Scottie's calls annoy her because Donna isn't a fan of her executive assistant, Maude, and because Scottie, now married, seems to be toeing a strange line with Harvey. Zoe irritates Donna because she has been taking a more permanent place in Harvey's life—and Donna can't help but feel pushed out by both Mike and Zoe now. But she hates the new ADA, Katrina Bennett, the most. Even Bennett's innocuous questions ("Oh, you worked in the ADA's office too?") seem pointed, aggressive, and insinuating.

"Why is she even here all the time?" Donna rants to Rachel. "And always at my desk at that."

"Maybe she has the hots for Harvey," Rachel sing-songs over tequila.

"Seriously, shut up." Donna sucks a lime. "But honestly, I think she has it out for me or something."

"You're paranoid."

"Not my fault Hardman set me up with that memo. I have full rights to be a little paranoid."
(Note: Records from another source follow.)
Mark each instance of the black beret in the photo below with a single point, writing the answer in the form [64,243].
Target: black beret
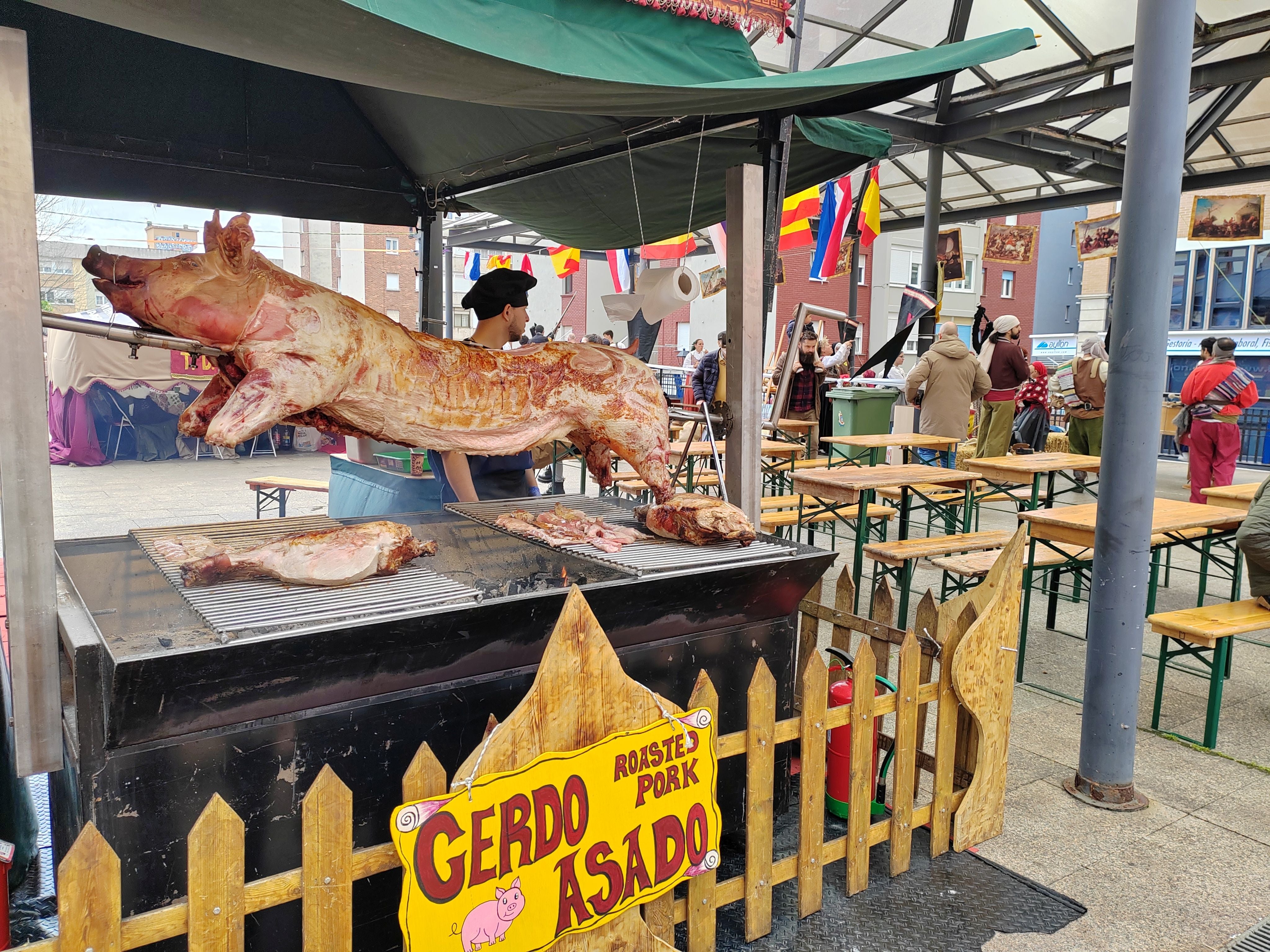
[496,290]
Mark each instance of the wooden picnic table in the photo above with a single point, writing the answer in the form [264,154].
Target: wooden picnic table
[1004,474]
[1173,523]
[849,485]
[877,442]
[1237,497]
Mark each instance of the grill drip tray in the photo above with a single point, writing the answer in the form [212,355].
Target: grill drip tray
[657,555]
[266,603]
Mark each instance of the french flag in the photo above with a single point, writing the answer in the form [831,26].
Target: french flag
[835,213]
[620,270]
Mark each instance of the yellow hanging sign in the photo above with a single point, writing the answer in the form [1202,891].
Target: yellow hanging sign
[563,844]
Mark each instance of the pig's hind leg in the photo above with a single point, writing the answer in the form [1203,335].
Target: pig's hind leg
[266,397]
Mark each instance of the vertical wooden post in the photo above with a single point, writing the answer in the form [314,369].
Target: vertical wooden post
[945,735]
[904,771]
[27,502]
[702,910]
[760,766]
[811,827]
[926,624]
[808,637]
[327,874]
[215,880]
[744,471]
[882,611]
[88,895]
[863,767]
[425,777]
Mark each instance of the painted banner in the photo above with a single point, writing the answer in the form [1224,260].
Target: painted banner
[563,844]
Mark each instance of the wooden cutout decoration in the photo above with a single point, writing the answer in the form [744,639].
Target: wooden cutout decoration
[984,677]
[579,696]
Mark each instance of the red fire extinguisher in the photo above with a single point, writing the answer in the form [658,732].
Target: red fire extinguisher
[837,792]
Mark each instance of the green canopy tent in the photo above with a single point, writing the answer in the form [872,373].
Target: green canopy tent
[379,111]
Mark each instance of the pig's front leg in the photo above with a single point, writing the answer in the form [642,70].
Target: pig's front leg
[196,417]
[266,397]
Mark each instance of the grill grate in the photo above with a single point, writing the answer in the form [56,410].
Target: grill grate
[657,555]
[266,603]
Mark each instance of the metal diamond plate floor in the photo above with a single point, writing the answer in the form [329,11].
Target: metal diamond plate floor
[952,904]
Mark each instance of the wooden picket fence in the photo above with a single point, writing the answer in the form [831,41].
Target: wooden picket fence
[964,808]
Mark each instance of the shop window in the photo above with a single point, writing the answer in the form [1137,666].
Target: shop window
[1230,281]
[1178,302]
[1199,291]
[1259,306]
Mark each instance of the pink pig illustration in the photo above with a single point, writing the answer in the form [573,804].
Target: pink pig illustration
[488,922]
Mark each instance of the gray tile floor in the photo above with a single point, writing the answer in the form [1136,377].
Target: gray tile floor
[1188,874]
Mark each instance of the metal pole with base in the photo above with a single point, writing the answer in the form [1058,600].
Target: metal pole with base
[1122,541]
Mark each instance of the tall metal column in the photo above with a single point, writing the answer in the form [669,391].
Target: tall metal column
[930,243]
[745,342]
[26,489]
[1122,543]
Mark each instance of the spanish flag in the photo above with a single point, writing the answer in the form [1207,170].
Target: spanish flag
[670,249]
[796,215]
[566,261]
[870,211]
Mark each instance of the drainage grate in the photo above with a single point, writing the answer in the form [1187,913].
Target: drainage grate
[266,603]
[1256,940]
[657,555]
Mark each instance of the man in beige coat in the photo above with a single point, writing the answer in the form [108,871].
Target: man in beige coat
[954,379]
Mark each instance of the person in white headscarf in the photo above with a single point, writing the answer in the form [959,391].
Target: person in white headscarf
[1080,388]
[1006,366]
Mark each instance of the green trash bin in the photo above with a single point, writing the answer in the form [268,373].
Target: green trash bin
[860,411]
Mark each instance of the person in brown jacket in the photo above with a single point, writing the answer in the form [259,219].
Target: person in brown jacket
[803,399]
[953,380]
[1008,367]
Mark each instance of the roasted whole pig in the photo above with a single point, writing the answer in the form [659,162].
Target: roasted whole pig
[304,355]
[327,558]
[698,520]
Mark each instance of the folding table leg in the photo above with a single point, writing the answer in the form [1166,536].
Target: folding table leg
[1214,692]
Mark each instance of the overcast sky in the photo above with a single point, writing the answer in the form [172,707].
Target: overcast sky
[106,223]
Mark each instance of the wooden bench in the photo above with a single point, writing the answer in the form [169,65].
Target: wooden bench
[900,558]
[272,491]
[1206,635]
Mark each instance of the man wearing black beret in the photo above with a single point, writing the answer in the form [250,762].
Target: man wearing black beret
[501,301]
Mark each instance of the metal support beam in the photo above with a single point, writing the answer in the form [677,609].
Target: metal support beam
[745,341]
[26,488]
[930,242]
[1122,543]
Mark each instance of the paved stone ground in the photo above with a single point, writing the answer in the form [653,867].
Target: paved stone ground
[1187,874]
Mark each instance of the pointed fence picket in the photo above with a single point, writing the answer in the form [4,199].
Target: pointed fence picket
[219,898]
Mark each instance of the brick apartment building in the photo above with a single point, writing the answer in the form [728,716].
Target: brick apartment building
[371,263]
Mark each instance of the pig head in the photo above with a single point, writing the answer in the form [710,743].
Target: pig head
[210,298]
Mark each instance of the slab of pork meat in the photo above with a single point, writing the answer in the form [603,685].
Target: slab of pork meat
[698,520]
[304,355]
[327,558]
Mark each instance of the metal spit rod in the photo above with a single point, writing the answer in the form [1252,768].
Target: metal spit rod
[133,337]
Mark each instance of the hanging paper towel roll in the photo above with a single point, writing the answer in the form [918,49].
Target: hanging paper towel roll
[667,290]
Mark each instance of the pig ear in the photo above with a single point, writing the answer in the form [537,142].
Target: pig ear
[235,243]
[213,231]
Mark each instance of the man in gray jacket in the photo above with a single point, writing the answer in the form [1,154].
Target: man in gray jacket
[953,380]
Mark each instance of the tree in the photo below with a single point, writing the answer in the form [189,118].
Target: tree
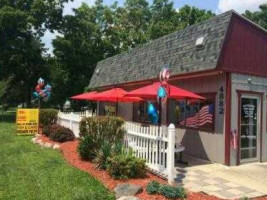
[259,17]
[22,23]
[76,53]
[163,19]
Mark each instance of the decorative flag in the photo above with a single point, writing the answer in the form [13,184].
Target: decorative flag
[201,118]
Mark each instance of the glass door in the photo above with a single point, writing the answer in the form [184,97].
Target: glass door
[249,128]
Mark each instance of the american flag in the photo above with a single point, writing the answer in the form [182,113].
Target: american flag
[201,118]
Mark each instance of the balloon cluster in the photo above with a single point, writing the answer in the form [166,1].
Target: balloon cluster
[42,91]
[162,95]
[163,90]
[152,113]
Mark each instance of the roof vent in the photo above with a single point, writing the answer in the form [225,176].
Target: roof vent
[200,43]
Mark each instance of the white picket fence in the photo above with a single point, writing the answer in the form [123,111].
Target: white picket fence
[147,142]
[151,143]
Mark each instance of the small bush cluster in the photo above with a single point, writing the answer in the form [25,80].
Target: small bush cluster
[125,165]
[61,134]
[48,117]
[94,131]
[58,133]
[101,142]
[167,191]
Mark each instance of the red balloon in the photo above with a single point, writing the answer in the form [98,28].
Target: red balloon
[38,88]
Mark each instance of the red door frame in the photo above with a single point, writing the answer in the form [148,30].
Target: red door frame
[227,118]
[240,93]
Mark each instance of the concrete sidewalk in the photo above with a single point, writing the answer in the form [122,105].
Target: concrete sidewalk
[248,180]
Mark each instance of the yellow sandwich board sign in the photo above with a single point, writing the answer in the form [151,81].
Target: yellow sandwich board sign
[27,121]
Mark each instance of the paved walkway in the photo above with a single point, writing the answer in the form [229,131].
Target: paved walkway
[248,180]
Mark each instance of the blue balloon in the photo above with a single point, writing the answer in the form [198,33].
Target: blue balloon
[35,94]
[152,113]
[162,92]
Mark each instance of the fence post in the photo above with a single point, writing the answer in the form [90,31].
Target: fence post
[71,119]
[170,153]
[87,113]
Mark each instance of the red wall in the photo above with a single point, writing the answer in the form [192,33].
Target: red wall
[245,49]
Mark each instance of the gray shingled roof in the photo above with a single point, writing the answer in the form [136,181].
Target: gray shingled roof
[177,50]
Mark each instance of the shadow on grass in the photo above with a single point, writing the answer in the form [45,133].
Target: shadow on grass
[7,117]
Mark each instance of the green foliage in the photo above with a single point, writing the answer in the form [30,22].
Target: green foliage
[126,165]
[99,137]
[103,128]
[102,154]
[23,23]
[153,187]
[48,116]
[259,17]
[46,130]
[167,191]
[86,148]
[61,134]
[171,192]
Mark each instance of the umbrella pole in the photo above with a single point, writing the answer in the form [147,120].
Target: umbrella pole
[160,112]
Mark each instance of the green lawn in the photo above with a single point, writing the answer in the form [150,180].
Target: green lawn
[30,172]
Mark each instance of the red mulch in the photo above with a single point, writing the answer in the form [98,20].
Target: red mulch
[70,154]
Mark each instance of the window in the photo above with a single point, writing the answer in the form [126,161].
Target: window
[196,114]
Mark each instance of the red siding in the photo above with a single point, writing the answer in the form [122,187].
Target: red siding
[245,49]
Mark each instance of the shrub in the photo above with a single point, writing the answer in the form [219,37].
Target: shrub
[61,134]
[102,154]
[86,148]
[48,117]
[95,130]
[102,128]
[5,107]
[125,165]
[46,130]
[107,150]
[153,187]
[172,192]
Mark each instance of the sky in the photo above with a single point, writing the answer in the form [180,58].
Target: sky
[217,6]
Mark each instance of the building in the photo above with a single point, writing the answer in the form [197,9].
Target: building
[223,59]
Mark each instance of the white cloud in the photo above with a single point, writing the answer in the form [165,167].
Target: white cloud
[239,5]
[75,4]
[48,36]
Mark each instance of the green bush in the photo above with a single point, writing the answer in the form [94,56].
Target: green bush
[48,117]
[153,187]
[172,192]
[102,154]
[5,107]
[103,128]
[61,134]
[95,130]
[86,148]
[125,165]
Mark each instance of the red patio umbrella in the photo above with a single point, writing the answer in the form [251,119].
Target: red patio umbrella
[151,91]
[115,95]
[85,96]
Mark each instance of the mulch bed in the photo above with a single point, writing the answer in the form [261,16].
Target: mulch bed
[69,152]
"You're jealous because Harvey thinks she has a nice ass." Rachel frowns. "I'm pretty sure Mike thinks the same thing. Seriously, the only time he shows any interest in anything is when she walks by."

Donna pats Rachel's shoulder awkwardly. Comfort has always been hard for her, and drunk Donna knows little else but table dancing and flirting.

"How's Mike doing?" Donna murmurs.

"You see him more than me."

This isn't true. More often than not Harvey has ventured to the associates' pen to talk to his protégé, and he has returned shaking his head. What Donna knows is that Mike isn't doing well following his grandmother's death, and that most likely (although he hasn't been tested again) Mike has returned to his smoking habits. His fight with Rachel hasn't helped things.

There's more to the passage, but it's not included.